San Antonio Express-News
Nov. 17—Texas Republicans Ted Cruz and John Cornyn were among 37 senators who voted to block a bill codifying federal protections for same-sex marriages. The bill, dubbed the Respect for Marriage Act, would require people to be considered married in any state as long as the marriage was valid in the state where it was performed. It would also repeal the 1996 Defense of Marriage Act, which defined marriage as the union of one man and one woman and allowed states to not recognize same-sex marriages performed in other states.
The measure was advanced in the Senate on Wednesday in a 62-37 vote, with 12 Republicans and all 50 Democrats voting in favor of advancing the bill for a debate and final vote. “Today, the Senate is taking a truly bold step forward in the march towards greater justice, greater equality, by advancing the Respect for Marriage Act,” said Senate Majority Leader Charles E. Schumer (D-N.Y) prior to the vote Wednesday. “It’s a simple, narrowly tailored, but exceedingly important piece of legislation that will do so much good for so many Americans. It will make our country a better, fairer place to live.”

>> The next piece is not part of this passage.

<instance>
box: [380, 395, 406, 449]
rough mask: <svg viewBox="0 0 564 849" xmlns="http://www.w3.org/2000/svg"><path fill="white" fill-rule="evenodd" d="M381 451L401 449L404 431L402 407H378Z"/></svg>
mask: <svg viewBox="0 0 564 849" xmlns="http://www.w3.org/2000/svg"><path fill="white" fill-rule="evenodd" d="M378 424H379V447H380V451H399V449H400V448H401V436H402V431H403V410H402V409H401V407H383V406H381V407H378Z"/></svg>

Prior to the vote, Cornyn argued that the bill was not necessary to “reaffirm what is already a constitutional right of same-sex marriage, which is not under any imminent threat.” Meanwhile, Cruz made good on his promise to vote against the bill. During a September episode of his podcast The Verdict, Cruz argued that the Respect for Marriage Act “would have massive consequences across our country, weaponizing the Biden administration to go and target universities, K-12 schools, social service organizations, churches and strip them all of their tax-exempt status.”
The U.S. House passed a similar bill in July after Democrats raised concerns that federal protections for same-sex marriage and interracial marriages could be at risk following the Supreme Court overturning Roe v. Wade in June. In his concurring opinion in the Supreme Court decision, Justice Clarence Thomas suggested the high court should reconsider previous rulings, including those that legalized same-sex relationships (Lawrence v. Texas) and marriage equality (Obergefell v. Hodges).
The bipartisan group in the senate agreed to add language ensuring that organizations that do not support same-sex couples won’t lose tax-exempt status or other benefits. They also added language clarifying that the bill does not require or authorize the federal government to recognize polygamous marriages. The revised bill will need to be taken up by the House again before it is cleared for President Joe Biden’s signature.
Cruz and Cornyn’s offices did not immediately respond to a request for comment Wednesday.